Но, как только ушла она, Дмитрий Иванович встал и также торопливо начал собираться. Там, за неплотно прикрытой дверью, на половине Неодоры Максимовны, раздавались женские голоса, и один из них вроде бы хрипловатый голос Сони. Чего это она в такую рань? Что за нужда?
В окна пробивался серенький зимний рассвет, все предметы в комнате хорошо угадывались, и Дмитрий Иванович не стал зажигать лампы.
Когда встревоженная Мария появилась на пороге, он уже был одетым.
– Что тут у вас происходит? – спросил он, сам проходя из горницы в избу.
– Беда, Дмитрий Иванович, беда! – сказала Неодора Максимовна. – Все село поднялось. Бабы кормушки ломают и все доски на улицу выбрасывают, а мужики собрались на площади. Требуют церковь открыть и кладовые, где семена хранятся…
– Пробовали кладовые взломать, – сказала Соня, она сидела на скамье рядом с Неодорой Максимовной, – да не получается: двери железные, стены каменные…
– А у кого ключи?
– У председателя Совета. Все село обыскали, а его не нашли. И Герасимова нет. Говорят, они в район уехали, ночью. Я ведь по вашу душу, Дмитрий Иванович, – сказала Соня.
– А что такое?
– Мужики в больницу прибегали, двери взломали в хирургическом отделении. Все там вверх ногами поставили. Украли хирургический инструмент, ножи, пилки. Искали Зенина да Кадыкова. Никто ж не знает, что они в родильном помещении прячутся.

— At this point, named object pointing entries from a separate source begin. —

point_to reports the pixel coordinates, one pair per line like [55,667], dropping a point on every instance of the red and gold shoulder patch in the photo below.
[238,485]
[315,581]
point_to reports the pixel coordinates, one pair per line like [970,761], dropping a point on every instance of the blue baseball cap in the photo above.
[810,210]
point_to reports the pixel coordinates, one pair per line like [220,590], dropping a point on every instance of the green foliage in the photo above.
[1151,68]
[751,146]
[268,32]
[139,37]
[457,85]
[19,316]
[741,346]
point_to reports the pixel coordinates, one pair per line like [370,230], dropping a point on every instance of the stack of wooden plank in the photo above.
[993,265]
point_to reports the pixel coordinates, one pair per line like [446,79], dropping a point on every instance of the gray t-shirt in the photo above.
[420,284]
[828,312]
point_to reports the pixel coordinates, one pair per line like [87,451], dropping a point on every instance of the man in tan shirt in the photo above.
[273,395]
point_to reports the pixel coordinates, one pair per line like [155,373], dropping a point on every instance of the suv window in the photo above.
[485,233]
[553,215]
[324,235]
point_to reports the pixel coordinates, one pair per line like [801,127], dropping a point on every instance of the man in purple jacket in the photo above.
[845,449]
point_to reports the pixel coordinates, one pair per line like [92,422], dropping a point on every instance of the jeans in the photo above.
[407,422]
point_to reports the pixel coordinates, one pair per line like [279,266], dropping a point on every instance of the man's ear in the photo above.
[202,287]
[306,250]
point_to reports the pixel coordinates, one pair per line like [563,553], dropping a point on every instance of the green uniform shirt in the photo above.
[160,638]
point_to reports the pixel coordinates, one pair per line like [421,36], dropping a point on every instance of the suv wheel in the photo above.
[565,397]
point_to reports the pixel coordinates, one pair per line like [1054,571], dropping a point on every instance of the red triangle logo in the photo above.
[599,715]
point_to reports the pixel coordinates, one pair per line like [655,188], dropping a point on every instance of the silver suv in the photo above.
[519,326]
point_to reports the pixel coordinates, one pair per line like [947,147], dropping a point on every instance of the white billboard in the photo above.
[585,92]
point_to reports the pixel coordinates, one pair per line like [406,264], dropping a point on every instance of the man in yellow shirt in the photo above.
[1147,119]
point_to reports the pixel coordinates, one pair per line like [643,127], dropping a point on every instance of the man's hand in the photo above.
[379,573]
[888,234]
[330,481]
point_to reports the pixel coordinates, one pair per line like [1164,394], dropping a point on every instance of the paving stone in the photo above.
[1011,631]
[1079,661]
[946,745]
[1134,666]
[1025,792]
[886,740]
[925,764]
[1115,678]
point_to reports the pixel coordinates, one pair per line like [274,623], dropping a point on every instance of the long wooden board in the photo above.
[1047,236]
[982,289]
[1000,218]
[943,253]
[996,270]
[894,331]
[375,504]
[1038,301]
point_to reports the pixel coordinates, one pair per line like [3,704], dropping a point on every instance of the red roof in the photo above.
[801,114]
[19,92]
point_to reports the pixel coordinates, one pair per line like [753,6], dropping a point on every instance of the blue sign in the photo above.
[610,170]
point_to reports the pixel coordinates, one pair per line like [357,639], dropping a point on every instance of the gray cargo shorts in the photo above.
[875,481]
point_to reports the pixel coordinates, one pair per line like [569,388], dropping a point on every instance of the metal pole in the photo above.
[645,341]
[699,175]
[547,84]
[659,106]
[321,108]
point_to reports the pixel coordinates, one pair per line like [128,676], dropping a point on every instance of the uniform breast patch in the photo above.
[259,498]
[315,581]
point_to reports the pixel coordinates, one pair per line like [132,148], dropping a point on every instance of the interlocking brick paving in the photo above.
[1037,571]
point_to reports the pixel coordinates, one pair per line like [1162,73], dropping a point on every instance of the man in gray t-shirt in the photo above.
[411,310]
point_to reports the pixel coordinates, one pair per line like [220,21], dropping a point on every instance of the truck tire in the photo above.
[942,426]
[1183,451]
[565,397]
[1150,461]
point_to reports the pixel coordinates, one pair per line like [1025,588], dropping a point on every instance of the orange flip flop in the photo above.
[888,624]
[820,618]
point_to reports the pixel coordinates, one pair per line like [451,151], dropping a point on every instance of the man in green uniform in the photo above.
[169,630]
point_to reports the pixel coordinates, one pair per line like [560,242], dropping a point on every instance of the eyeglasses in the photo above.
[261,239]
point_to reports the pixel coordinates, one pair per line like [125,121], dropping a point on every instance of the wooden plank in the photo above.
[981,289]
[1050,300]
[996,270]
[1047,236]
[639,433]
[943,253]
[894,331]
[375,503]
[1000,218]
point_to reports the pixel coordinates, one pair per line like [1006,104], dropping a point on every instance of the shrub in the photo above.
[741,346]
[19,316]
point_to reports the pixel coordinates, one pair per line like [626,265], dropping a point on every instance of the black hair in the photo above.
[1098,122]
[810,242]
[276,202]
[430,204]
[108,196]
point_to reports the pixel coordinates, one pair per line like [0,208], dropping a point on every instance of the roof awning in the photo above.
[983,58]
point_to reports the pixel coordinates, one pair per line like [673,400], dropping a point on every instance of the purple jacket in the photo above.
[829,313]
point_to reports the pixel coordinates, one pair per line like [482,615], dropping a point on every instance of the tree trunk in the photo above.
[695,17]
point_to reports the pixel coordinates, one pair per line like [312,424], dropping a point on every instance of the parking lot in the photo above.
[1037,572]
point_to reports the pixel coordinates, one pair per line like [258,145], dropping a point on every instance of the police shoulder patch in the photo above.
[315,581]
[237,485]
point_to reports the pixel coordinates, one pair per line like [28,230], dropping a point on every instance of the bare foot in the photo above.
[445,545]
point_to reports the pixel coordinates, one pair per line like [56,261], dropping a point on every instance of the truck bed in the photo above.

– Ну и что? – тревожно спросил Успенский.
– Кадыков и Зенин после этого налета оделись и убежали из больницы. А Тима остался и плачет. Да и мне страшно… А вдруг пронюхают и опять явятся.
– И что надо сделать? – спросил Успенский.
– Помогите перевести его ко мне домой.
– Но ведь лошадь нужна!
– А мы на салазках. Я большие салазки достала и тулуп. Завернем его в тулуп и мешковиной покроем сверху. Повезем, как муку или картошку.
– Соня, мы с тобой это сами сделаем, – сказала Мария. – А ему нельзя на улицу. Постановление в школе вынесли.
– Маша! Что ты говоришь? – сказал Успенский.
– Я дело говорю… – заупрямилась Мария.
– Маша, не дури! Мы отвезем его, и я сейчас же вернусь, – сказал Дмитрий Иванович.
– Хорошо! Тогда пойдем все вместе.
– Это же упрямство, Маша!
– Нет. Я пойду вместе с тобой.
– Ну, тогда пошли все, и поскорее! Не то совсем развиднеет, – сказала Соня, вставая.
Шли кружным путем по дорожному распадку, огибая церковную площадь. По дороге, спускаясь к реке Петравке, видели в рассветном полумраке, как люди шли толпами и в одиночку по речному льду, карабкались на высокий церковный бугор – все торопились туда, на площадь, где стояли бывшие каменные лабазы, а теперь общественные кладовые с семенным фондом.
– Это хорошо, – говорила Соня, – все ринулись к лабазам, а в нашем конце село будто вымерло. Проскочим незаметными.
Больница стояла на том берегу Петравки, на отшибе от села. Заснеженные бревенчатые здания тонули в черном кружеве оголенных липовых ветвей, сгущавших рассветный полумрак. Здесь все было тихо, безлюдно.
От реки поднимались тропинкой к больничной железной ограде с каменными столбами. Калитка, ведущая в больничный сад, была настежь раскрыта.
– Странно, – сказала Соня. – Я запирала ее, уходя.